In practice, that means Skulk needs to:
- render the correct thought-channel structure
- parse the channel markers correctly
- route reasoning text away from visible assistant content
This is exactly the kind of behavior the capability system is meant to describe explicitly.
Vision and Native Multimodality
Gemma 4 can use a native multimodal execution path.
That means model support is not just a matter of accepting image content parts. The runtime also needs to know:
- whether native multimodal execution is expected
- what processor/model type is used
- how to interpret media token regions
Current Capability Declarations
The built-in Gemma 4 cards now declare advanced capability sections so the runtime does not have to infer everything from scattered family checks.
Today that includes declarations for:
- reasoning toggle support
- reasoning format
- prompt renderer
- output parser
- native multimodal support
- tool-call format family
Current Gaps
Current support does not mean Gemma 4 is fully feature-complete yet.
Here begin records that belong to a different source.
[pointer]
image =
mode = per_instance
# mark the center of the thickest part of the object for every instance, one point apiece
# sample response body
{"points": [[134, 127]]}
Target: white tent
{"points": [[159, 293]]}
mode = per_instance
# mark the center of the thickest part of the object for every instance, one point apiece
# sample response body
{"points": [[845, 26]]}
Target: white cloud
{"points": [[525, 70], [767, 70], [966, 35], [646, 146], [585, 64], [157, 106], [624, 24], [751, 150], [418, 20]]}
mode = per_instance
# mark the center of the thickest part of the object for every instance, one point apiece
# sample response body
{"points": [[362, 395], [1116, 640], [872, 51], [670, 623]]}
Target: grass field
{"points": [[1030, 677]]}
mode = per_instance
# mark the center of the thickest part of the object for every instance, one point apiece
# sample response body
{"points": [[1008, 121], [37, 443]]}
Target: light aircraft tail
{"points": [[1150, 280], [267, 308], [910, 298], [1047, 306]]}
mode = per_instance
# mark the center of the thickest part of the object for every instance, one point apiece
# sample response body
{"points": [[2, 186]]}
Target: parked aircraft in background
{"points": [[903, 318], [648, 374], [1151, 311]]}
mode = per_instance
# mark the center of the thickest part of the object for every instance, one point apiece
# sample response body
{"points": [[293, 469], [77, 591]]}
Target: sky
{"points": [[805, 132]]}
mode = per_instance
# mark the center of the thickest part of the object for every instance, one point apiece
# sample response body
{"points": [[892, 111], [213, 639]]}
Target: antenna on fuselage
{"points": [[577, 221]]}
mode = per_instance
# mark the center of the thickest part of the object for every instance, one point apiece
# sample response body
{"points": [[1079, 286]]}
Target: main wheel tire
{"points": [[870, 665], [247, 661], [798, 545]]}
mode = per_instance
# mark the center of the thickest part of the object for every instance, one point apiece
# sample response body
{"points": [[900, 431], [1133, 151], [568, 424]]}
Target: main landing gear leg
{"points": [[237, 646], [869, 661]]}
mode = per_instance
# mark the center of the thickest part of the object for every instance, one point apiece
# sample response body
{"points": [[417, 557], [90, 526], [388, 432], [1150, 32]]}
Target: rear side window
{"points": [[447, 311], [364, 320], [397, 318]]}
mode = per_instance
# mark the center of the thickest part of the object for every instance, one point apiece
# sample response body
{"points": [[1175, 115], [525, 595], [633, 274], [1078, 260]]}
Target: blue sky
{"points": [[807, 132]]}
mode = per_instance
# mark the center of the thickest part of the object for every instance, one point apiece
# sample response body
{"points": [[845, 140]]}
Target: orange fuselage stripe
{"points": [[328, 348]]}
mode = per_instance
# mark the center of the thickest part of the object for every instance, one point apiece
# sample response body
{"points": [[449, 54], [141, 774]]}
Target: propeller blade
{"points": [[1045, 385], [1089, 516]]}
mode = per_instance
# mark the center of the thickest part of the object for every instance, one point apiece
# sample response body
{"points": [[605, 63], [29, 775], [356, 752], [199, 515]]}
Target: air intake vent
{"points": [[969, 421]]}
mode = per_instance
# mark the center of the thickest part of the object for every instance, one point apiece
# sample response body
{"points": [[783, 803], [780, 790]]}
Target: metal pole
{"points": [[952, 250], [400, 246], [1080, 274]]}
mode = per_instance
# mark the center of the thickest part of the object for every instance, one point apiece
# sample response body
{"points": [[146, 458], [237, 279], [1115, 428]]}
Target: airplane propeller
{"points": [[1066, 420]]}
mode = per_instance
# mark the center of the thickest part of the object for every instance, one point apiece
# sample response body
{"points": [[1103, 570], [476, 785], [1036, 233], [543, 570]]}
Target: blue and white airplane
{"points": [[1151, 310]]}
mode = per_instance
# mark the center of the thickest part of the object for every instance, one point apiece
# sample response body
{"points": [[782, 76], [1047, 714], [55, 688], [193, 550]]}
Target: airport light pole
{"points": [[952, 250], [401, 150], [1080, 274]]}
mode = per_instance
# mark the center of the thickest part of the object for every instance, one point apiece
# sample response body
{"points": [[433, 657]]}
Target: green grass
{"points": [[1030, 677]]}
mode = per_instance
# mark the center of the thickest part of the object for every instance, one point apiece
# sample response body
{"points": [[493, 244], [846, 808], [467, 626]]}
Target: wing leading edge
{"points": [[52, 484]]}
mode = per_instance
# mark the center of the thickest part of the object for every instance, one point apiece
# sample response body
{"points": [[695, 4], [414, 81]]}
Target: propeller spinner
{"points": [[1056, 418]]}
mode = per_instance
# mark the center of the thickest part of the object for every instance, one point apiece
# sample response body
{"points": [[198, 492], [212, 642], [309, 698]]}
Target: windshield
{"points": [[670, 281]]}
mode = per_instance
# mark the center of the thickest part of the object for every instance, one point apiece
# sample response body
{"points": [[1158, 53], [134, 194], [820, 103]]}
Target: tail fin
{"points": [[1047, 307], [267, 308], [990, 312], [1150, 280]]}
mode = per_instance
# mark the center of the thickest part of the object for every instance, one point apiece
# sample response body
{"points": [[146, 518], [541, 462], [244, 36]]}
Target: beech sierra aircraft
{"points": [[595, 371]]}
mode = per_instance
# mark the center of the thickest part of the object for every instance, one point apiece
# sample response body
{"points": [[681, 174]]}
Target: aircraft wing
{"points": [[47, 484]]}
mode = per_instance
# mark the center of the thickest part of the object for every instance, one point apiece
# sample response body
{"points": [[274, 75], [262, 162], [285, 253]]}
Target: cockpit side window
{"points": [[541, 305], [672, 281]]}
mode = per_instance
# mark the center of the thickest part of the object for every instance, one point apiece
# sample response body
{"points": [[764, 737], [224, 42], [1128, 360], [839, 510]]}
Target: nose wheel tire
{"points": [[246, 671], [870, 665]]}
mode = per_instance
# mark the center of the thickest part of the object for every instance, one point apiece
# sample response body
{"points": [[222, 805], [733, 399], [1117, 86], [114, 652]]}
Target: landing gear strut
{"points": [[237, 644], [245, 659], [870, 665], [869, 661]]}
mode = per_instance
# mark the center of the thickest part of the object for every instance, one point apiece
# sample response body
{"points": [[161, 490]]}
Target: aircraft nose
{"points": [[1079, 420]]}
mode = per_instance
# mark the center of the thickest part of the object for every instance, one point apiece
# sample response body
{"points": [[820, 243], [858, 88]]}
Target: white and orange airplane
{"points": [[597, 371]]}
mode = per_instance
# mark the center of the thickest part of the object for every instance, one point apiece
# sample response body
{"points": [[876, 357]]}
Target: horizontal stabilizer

Some follow-up work is intentionally tracked separately, including:
- reasoning budget support
- audio input support for variants that expose it upstream
- fuller Gemma 4 tool grammar support
Debugging Gemma 4 Stalls
If Gemma 4 appears to hang during warmup or prefill, enable the MLX hang-debug instrumentation before starting Skulk:
export SKULK_MLX_HANG_DEBUG=1
export SKULK_MLX_HANG_DEBUG_INTERVAL_SECONDS=10
uv run skulk
This causes the runner to log:
- warmup and prefill phase boundaries
- the selected prefill path
- whether the first prefill token was ever produced
- repeated Python stack traces while the stuck phase is still active
For distributed Gemma 4 pipeline warmup specifically, Skulk now forces a minimal synthetic prompt by design:
- no synthetic instructions
- a single user message with content
hello
This is intentional. During debugging, richer synthetic warmup prompts were observed to trigger the distributed warmup hang path on multi-node pipeline setups. Pipeline models now stay on Skulk's explicit pipeline-prefill path even for short one-chunk prompts, while distributed warmup keeps the synthetic prompt minimal and suppresses unnecessary distributed progress polling for those tiny prefills.
Current Clustered Runtime Envelope
Gemma 4 currently has a narrower trusted clustered path than more generic text models.
Today, the boring path is:
- Gemma 4-specific prompt rendering
- Gemma 4-specific thinking-channel parsing
SequentialGeneratorfor distributed inference- explicit pipeline prefill during warmup
- default KV cache as the baseline
This is conservative by design. It reflects the current support envelope that has proven stable in cluster debugging.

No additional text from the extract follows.